Strengths and Limitations
Strengths
- Flexibility in Cluster Shape: GMM can accommodate clusters that are not spherical, as k-means does, due to its ability to model elliptical distributions.
- Soft Clustering: Provides the probability of membership in each cluster, allowing for more nuanced cluster assignments.
- Model Complexity Control: The covariance type (full, tied, diagonal, spherical) can be chosen to control the complexity of the model.
Limitations
- Sensitivity to Initialization: The final solution can be sensitive to the initial parameter values.
- Convergence to Local Maxima: The EM algorithm can converge to local maxima, leading to suboptimal solutions.
- Scalability: GMMs can be computationally intensive for large datasets or when modeling complex distributions with many components.
Advanced Topics
- Model Selection: Determining the optimal number of components in a GMM is a crucial task and can be approached using criteria such as the Bayesian Information Criterion (BIC) or the Akaike Information Criterion (AIC).

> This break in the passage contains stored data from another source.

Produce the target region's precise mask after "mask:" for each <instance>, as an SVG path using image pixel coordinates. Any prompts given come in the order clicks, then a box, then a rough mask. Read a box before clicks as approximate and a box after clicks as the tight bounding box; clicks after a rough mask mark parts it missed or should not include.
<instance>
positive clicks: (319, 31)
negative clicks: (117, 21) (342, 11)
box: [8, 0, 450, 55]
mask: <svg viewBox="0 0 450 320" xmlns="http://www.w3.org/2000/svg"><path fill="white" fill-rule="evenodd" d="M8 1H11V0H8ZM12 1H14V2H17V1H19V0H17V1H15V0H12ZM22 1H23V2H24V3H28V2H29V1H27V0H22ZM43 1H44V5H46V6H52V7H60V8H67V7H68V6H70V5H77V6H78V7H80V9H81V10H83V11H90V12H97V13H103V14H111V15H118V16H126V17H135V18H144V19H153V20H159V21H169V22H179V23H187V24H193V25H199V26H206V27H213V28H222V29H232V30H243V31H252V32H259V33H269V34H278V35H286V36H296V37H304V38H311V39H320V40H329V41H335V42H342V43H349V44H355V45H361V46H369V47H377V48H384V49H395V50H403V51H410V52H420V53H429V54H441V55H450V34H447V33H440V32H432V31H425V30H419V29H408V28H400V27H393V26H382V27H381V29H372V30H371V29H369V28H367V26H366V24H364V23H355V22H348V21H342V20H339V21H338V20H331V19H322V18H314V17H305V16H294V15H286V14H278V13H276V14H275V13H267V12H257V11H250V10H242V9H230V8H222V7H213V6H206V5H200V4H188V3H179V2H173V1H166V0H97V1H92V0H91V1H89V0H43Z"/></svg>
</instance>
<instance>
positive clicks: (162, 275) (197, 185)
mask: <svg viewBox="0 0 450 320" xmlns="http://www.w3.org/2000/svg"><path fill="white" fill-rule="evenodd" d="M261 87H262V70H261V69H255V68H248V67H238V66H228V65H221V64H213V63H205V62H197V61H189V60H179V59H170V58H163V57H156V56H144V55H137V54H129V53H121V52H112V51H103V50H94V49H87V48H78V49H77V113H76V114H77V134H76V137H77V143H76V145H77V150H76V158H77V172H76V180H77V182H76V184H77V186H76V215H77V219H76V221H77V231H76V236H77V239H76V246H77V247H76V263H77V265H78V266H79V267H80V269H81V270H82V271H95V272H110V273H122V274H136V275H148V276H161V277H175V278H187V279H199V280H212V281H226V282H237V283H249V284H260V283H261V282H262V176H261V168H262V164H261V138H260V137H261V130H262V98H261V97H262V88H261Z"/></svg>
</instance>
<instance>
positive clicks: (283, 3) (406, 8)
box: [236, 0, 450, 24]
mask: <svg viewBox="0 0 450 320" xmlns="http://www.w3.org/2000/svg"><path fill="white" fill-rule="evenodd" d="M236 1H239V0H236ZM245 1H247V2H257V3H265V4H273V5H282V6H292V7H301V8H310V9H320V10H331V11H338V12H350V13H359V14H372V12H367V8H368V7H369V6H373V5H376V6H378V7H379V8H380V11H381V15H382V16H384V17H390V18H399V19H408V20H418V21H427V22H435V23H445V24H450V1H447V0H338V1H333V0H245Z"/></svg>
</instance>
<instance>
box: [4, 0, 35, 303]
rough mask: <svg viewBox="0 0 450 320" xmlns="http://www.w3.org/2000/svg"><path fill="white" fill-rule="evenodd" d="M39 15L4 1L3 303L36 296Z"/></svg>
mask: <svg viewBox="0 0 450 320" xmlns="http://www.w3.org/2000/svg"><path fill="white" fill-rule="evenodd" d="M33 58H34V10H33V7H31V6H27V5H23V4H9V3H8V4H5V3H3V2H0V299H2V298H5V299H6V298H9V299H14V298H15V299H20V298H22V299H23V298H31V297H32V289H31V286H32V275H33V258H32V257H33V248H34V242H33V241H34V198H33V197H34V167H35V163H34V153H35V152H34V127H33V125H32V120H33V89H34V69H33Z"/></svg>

- Covariance Type Selection: Choosing the appropriate covariance structure (full, tied, diagonal, spherical) based on the dataset can significantly impact the model's performance.
References
- Reynolds, Douglas A. "Gaussian mixture models." Encyclopedia of biometrics. Springer, Boston, MA, 2009. 659-663.
- Bishop, Christopher M. "Pattern recognition and machine learning." Springer, 2006.